Infection, severe drug responses and interactions, and changes in functional and mental state are all potential risks of cholecystectomy treatment (Kennedy-Malone et al., 2019). To avoid problems, encourage patients with chronic cholecystitis and those who cannot have surgery to report early signs and symptoms of an acute attack. Patients should also be informed that, despite past cholecystectomy, gallstones might return in the common bile duct (Kennedy-Malone et al., 2019).

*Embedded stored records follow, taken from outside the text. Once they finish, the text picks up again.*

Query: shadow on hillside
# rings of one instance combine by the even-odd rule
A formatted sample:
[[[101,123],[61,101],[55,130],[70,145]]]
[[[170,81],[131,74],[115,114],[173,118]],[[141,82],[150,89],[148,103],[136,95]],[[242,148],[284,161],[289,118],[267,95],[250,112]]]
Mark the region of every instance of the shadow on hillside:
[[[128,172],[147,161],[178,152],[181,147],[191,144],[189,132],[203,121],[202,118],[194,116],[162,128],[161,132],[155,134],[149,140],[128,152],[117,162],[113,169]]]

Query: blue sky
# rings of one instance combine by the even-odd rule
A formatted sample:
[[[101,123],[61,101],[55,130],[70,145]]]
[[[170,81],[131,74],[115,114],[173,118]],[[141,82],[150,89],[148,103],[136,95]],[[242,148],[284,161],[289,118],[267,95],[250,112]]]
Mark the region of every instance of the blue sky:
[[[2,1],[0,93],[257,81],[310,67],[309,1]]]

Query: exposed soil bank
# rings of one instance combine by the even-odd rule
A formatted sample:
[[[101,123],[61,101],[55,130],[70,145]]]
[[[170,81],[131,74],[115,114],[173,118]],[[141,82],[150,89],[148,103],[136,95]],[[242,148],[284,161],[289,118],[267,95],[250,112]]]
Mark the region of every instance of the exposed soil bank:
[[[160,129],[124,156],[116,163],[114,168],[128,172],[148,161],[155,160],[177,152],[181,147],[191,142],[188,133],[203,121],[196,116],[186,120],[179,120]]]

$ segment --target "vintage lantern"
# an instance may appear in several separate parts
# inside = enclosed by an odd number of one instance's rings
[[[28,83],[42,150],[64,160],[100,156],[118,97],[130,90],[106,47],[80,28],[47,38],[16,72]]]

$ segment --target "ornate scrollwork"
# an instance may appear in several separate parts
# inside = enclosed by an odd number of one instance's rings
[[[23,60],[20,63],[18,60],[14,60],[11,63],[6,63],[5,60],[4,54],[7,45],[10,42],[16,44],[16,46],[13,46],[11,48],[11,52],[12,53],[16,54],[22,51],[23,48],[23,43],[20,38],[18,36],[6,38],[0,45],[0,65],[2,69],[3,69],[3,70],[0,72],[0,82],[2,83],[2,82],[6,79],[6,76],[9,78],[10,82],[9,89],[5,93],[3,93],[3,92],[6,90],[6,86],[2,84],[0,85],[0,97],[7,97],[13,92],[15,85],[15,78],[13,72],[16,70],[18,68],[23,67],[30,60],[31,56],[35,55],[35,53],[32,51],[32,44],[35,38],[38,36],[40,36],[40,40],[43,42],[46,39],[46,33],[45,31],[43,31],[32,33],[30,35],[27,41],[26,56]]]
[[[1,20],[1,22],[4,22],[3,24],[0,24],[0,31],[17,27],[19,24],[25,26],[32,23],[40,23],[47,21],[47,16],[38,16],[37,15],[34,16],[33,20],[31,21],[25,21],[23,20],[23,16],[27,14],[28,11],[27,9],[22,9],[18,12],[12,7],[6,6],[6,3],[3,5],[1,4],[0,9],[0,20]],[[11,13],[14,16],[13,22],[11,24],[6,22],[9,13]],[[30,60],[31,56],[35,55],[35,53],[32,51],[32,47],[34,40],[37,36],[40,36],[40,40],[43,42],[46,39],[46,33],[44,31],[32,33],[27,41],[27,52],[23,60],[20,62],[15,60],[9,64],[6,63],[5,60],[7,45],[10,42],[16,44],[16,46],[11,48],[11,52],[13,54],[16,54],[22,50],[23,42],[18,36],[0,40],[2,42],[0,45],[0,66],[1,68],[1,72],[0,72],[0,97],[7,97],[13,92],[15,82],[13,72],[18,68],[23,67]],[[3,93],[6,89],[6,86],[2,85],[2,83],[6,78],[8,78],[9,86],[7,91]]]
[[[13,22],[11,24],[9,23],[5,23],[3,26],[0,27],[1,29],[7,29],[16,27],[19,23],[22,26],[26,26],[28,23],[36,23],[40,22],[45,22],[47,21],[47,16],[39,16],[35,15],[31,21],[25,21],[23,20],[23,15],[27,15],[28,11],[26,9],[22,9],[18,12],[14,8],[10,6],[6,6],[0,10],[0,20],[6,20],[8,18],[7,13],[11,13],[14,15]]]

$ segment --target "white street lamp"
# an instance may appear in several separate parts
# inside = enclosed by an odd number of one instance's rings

If acute cholecystitis is suspected, surgical consultation is required. A gastroenterologist should be consulted in the case of the frail older adult who is not a surgical candidate or in the clinical scenario of choledocholithiasis. It is strongly advised to consult a gastroenterologist for examination through ERCP, MRI, or endoscopic ultrasonography (Kennedy-Malone et al., 2019).
References
Dunphy, L. M., Winland-Brown, J. E., Porter, B. O., & Thomas, D. J. (2019). Primary care: The art and science of advanced practice nursing – an interprofessional approach. F.A. Davis Company.
Kennedy-Malone, L., Plank, L. M., & Duffy, E. G. (2019). Advanced practice nursing in the care of older adults. F.A. Davis Company.